Он вскидывает взгляд. Близорукие глаза, прячущиеся за толстыми стеклами, кажутся мне похожими на глаза змеи. Мгновение мы смотрим друг на друга в упор, потом, небрежно козырнув, он идет к выходу. Там, наверху, ревут моторы, ревут и стихают. Я бессильно опускаюсь на койку Сухохлебова и чувствую, как его большая рука накрывает мои руки и осторожно пожимает их.
— Кто это? Кого они принесли? Я спросил тетю Феню, она говорит: «Анна Каренина». Что сие?..
От простого этого вопроса, от самого тона, каким он задан, я как-то сразу прихожу в себя.
— Актриса. Актриса Ланская. Я вам о ней рассказывала. Она несколько сезонов играла у нас Анну Каренину. В нее кто-то бросил гранату.
— Гранату бросили не в нее. Гранату бросили в окно офицерского варьете. Ваши земляки поднесли оккупантам рождественский подарок.
— А вы откуда знаете?
— Я же вам говорил, что когда-то во Фрунзенке мы изучали немецкий... Они тут так раскудахтались, эти герои.
С носилок донесся протяжный стон.
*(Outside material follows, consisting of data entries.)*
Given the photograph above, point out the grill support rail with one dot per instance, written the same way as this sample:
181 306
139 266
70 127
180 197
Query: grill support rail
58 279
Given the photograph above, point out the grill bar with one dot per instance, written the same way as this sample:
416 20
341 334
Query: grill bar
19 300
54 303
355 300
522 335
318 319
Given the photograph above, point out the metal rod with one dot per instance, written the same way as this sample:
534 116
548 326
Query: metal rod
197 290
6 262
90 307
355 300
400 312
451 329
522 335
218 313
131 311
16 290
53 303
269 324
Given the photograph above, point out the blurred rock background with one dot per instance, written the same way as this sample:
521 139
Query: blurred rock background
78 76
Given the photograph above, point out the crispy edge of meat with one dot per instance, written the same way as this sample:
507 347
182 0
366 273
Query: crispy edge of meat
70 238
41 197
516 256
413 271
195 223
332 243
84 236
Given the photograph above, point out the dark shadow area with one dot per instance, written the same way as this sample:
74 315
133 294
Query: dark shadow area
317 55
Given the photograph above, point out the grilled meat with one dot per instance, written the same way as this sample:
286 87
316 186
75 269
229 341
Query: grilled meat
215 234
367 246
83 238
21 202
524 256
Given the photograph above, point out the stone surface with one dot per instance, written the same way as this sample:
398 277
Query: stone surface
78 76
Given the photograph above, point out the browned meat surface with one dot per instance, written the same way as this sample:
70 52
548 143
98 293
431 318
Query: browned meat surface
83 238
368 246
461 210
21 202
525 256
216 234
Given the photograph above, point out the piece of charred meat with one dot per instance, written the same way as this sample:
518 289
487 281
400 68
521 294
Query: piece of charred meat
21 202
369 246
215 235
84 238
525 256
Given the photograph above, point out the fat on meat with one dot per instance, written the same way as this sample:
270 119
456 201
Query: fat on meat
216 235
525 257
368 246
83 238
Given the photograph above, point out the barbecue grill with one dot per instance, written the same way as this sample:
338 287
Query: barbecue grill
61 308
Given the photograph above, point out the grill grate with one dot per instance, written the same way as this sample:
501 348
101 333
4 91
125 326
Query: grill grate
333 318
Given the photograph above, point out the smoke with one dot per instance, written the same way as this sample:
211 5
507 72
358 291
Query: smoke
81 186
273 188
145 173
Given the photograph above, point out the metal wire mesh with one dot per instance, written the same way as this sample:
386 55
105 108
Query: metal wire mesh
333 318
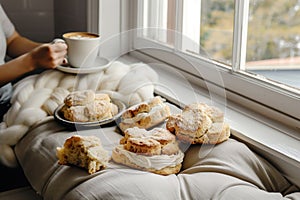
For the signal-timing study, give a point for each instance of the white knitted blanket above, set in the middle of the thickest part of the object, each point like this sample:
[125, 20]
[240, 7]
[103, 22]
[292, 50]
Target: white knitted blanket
[36, 97]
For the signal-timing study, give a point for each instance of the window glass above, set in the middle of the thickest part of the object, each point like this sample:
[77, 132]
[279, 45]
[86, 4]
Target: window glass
[217, 20]
[273, 42]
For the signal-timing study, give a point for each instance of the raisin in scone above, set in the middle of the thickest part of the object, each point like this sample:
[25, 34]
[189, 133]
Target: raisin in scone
[83, 151]
[88, 106]
[199, 124]
[155, 151]
[145, 115]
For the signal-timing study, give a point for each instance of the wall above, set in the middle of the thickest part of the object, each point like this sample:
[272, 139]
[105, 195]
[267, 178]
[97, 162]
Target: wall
[70, 15]
[42, 20]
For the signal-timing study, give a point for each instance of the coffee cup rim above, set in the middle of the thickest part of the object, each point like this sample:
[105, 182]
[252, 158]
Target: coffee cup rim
[67, 35]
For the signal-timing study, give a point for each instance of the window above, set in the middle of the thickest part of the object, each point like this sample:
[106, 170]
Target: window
[254, 44]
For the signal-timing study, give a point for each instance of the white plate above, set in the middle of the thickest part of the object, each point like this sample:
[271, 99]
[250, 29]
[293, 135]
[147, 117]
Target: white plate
[100, 64]
[95, 124]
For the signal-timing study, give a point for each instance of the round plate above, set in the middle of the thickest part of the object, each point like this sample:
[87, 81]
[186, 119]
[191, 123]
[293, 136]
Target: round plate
[58, 116]
[100, 64]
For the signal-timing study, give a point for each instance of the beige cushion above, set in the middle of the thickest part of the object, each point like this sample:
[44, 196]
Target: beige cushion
[226, 171]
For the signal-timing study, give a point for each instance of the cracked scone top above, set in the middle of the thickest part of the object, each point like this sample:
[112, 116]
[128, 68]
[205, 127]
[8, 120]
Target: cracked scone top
[83, 151]
[155, 151]
[199, 123]
[145, 114]
[88, 106]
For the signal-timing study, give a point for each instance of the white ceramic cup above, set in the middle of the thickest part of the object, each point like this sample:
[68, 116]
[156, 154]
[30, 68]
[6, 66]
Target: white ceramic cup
[83, 48]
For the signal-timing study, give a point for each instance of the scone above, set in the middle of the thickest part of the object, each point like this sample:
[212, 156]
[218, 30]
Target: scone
[155, 151]
[199, 124]
[88, 106]
[145, 115]
[83, 151]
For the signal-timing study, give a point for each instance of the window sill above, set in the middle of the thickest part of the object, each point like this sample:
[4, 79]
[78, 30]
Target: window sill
[272, 140]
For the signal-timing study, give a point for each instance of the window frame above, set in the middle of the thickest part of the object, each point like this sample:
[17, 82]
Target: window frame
[255, 92]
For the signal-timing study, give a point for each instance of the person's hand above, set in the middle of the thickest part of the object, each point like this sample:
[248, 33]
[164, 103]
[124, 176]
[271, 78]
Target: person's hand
[48, 56]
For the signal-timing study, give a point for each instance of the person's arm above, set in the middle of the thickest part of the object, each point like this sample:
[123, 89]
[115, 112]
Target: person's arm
[29, 56]
[18, 45]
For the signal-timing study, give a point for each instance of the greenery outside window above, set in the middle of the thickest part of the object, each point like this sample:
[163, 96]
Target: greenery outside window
[254, 44]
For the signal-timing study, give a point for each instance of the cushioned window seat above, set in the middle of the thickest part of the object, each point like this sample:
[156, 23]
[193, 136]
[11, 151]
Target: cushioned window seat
[229, 170]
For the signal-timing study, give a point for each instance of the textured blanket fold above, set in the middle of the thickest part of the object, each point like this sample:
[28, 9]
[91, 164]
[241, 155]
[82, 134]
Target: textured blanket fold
[37, 96]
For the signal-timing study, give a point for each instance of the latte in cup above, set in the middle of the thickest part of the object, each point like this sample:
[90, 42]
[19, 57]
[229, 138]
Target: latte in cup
[83, 48]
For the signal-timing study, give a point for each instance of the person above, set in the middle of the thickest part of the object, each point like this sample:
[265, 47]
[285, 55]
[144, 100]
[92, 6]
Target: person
[26, 56]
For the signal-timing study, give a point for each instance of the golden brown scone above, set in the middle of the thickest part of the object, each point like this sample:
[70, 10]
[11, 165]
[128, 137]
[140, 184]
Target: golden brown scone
[86, 106]
[145, 115]
[119, 156]
[155, 151]
[199, 124]
[79, 98]
[83, 151]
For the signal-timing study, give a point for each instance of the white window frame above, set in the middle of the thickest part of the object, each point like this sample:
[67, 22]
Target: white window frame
[251, 127]
[252, 91]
Действие наркотиков кончалось. Раненая приходила в себя. Я подошла к носилкам. Возле них, приложив ладонь к щеке и поддерживая левой правую руку, в этой извечной позе бабьего горя стояла тетя Феня.
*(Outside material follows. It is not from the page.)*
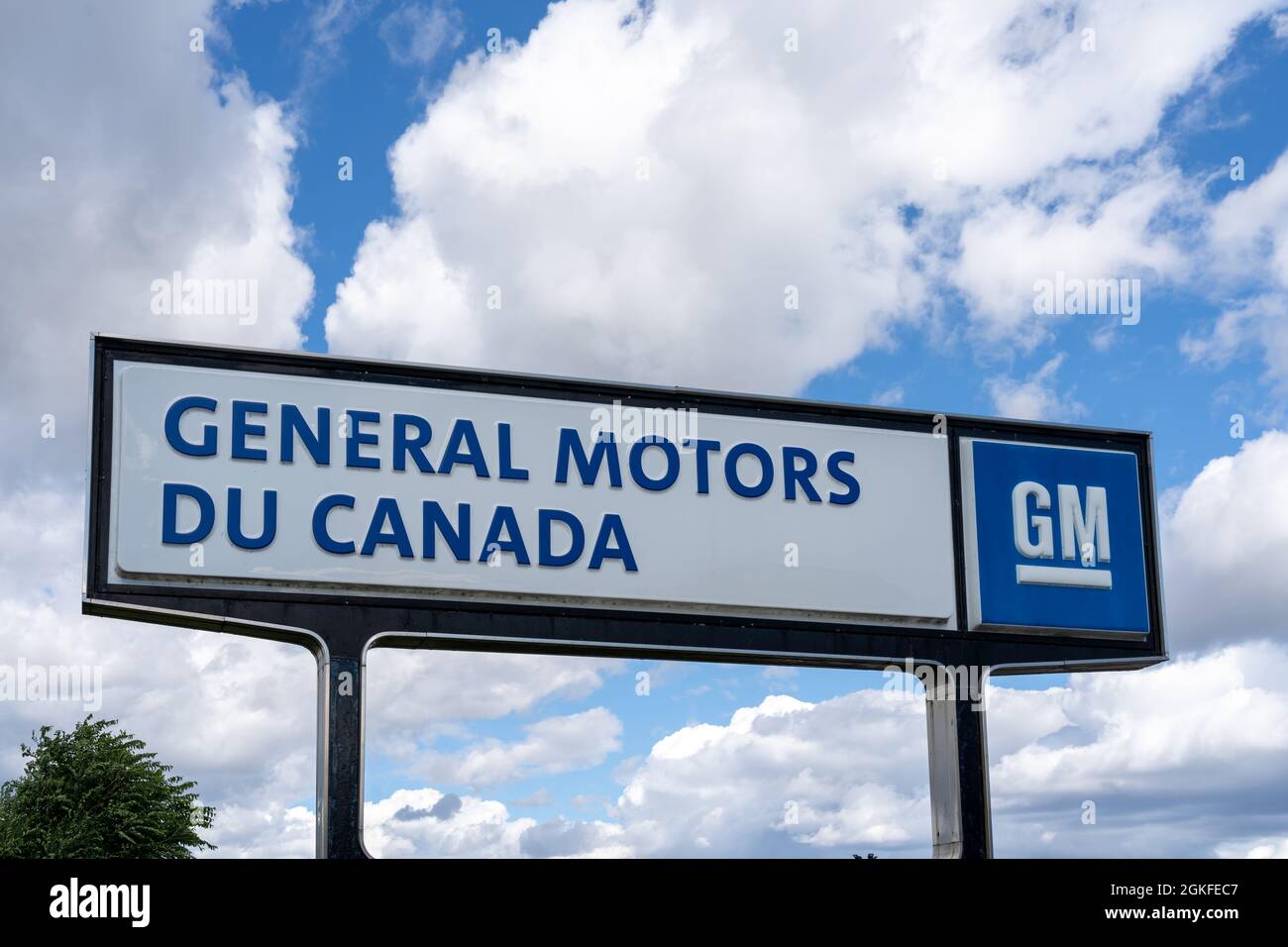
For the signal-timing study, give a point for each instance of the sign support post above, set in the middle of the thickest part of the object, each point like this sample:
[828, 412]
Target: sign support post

— Будет лучше, если меня переселят назад к выздоравливающим, пока эта Анна Каренина еще не очнулась,— сказал Сухохлебов.— Лучше все-таки будет ей не знакомиться с агрономом Карловым.
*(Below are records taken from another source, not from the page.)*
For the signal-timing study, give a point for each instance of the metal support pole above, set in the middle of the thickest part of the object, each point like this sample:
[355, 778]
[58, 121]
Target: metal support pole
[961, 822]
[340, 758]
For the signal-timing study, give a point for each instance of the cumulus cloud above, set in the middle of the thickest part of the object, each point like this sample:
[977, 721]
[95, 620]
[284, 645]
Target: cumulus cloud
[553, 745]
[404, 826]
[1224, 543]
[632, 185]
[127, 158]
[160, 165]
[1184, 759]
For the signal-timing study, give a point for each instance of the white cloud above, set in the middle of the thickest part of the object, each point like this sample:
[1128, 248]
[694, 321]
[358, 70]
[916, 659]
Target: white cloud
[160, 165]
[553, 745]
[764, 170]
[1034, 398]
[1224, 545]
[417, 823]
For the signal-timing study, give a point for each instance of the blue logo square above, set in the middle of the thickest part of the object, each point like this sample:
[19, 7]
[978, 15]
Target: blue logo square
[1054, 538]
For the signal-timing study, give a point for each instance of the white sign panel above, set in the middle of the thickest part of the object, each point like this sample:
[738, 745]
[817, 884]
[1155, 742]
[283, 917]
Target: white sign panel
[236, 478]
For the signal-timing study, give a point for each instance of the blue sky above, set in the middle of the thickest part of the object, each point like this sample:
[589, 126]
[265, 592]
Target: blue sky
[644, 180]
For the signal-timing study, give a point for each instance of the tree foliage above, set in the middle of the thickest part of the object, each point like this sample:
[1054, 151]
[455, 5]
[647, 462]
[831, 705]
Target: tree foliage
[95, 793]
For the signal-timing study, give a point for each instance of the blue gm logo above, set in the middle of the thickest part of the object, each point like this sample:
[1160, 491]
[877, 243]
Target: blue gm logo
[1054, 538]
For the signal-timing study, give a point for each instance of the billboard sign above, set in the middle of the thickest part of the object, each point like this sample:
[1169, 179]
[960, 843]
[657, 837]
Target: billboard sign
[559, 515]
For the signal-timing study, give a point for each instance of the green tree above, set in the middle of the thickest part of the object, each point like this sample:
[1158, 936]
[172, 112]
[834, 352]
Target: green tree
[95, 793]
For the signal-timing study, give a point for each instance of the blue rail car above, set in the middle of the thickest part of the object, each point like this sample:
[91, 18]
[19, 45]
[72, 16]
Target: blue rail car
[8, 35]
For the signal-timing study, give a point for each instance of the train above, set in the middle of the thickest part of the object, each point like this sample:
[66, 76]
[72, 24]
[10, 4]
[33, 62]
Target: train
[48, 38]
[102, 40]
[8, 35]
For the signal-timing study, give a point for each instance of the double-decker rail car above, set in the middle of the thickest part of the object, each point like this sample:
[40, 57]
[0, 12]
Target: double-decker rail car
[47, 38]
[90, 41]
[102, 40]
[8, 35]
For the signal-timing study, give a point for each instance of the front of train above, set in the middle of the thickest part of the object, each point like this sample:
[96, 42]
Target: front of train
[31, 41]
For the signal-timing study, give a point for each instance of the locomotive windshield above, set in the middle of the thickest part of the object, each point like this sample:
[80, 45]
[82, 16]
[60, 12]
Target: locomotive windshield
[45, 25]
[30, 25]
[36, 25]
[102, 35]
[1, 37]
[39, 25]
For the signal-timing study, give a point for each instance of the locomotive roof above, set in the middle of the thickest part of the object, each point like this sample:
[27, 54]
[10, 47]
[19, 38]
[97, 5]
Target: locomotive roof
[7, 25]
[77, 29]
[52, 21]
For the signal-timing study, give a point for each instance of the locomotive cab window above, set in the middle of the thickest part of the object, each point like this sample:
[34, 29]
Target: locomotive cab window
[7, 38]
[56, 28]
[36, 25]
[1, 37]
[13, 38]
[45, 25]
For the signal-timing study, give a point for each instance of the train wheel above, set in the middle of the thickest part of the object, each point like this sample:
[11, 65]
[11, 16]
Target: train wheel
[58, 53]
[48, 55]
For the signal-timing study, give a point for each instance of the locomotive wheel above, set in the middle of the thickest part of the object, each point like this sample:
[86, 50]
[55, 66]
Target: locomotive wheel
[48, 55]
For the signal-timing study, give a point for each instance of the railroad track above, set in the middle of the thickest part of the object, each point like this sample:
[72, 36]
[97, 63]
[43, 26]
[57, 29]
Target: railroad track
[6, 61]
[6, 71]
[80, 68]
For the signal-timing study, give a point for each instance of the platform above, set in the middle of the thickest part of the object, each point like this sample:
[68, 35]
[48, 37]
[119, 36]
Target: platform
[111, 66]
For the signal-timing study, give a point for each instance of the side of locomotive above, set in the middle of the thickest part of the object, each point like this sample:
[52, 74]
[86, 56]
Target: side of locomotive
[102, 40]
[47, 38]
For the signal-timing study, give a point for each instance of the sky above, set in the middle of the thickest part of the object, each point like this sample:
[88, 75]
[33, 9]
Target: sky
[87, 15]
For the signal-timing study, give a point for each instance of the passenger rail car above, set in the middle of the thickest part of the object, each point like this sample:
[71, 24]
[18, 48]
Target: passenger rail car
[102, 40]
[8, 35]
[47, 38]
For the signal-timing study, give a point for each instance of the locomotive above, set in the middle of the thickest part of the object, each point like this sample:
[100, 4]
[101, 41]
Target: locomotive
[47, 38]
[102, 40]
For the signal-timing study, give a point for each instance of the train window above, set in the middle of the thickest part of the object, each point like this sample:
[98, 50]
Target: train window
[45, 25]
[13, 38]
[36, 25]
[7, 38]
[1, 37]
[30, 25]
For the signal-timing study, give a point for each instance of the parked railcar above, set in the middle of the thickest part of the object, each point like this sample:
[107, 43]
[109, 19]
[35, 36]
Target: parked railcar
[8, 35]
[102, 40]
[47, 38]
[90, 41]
— И верно, и верно, Василий Харитонович, береженого бог бережет,— согласилась тетя Феня.
Койку его унесли. Сам он заковылял за ней. Из осторожности я хотела его поддержать, но он отстранился:
— Я самоходом. Вы займитесь Анной Карениной.— И усмехнулся: — Только какая же это Каренина, той было двадцать четыре, а эта в самом разгаре бабьего лета...
У носилок стояли Домка и Антонина, уже вернувшаяся с ночной прогулки. Она тоже смотрела на Ланскую с любопытством, но на ее лице любопытство смешивалось с гадливостью: так смотрят на раздавленную змею.
— Домик, разбуди Дроздова и Капустина, надо переложить раненую на койку,— распорядилась я.
— Не буди, управлюсь.— Девушка подняла эту большую, полную женщину и опустила ее на постель, уже приготовленную тетей Феней. И я заметила, как потом она отошла и украдкой вытирала о халат руки.
— Нашатырь!
Ланская пришла в себя. Открыла глаза, увидела нас и, вскрикнув, отпрянула, лишаясь сознания. На этот раз это был недолгий обморок. Нашатырь сразу разбудил ее. Голубые глаза приняли осмысленное выражение.
— Где я?.. Как я сюда попала?
— Вы, Кира Владимировна, в госпитале, среди своих. Не узнаете? Я — врач Трешникова.— Я старалась глядеть как можно спокойнее.— Сейчас мы с сестрой Тоней должны осмотреть ваши ранения.
— Ранения? Я ранена? — Вскрикнув, она подняла руки. Глаза снова потеряли осмысленное выражение.
— Нашатырь!.. Успокойтесь, вы легко ранены. Сейчас мы вас осмотрим. Тоня? приподнимите больную.
Меня, конечно, волновало туго забинтованное предплечье. С него я решила начать. Но больная как-то сразу без переходов, перескочив из обморока в состояние нервной активности, оттолкнула мои руки.
— Нет, нет, лицо. Прежде лицо. Что с лицом? — в этом вскрике звучал страх.
— Ничего особенного, какие-нибудь царапины.
— Ой, какие адские боли! Невыносимо... Но прежде всего, доктор, миленькая, посмотрите, что с лицом. Ой, больно, ой, как больно!
— Тоня, шприц... Сейчас полегчает.
— Господи боже мой, что вы меня мучаете? Скажите скорее, что с лицом? Доктор, спасите мое лицо.— Ланская вновь погружается в наркотический сон.
Осмотр успокоил, ничего серьезного: небольшое осколочное ранение в предплечье. Осколок был уже удален. Лицо тоже было цело, так, несколько рваных царапин — на левом виске, щеке и шее. Мы, осмотрев раны, вновь наложили повязки; употребив при этом втрое меньше бинтов. Тете Фене было приказано тщательно собрать оставшиеся бинты. Какие бинты! Мы о таких давно уже и мечтать перестали.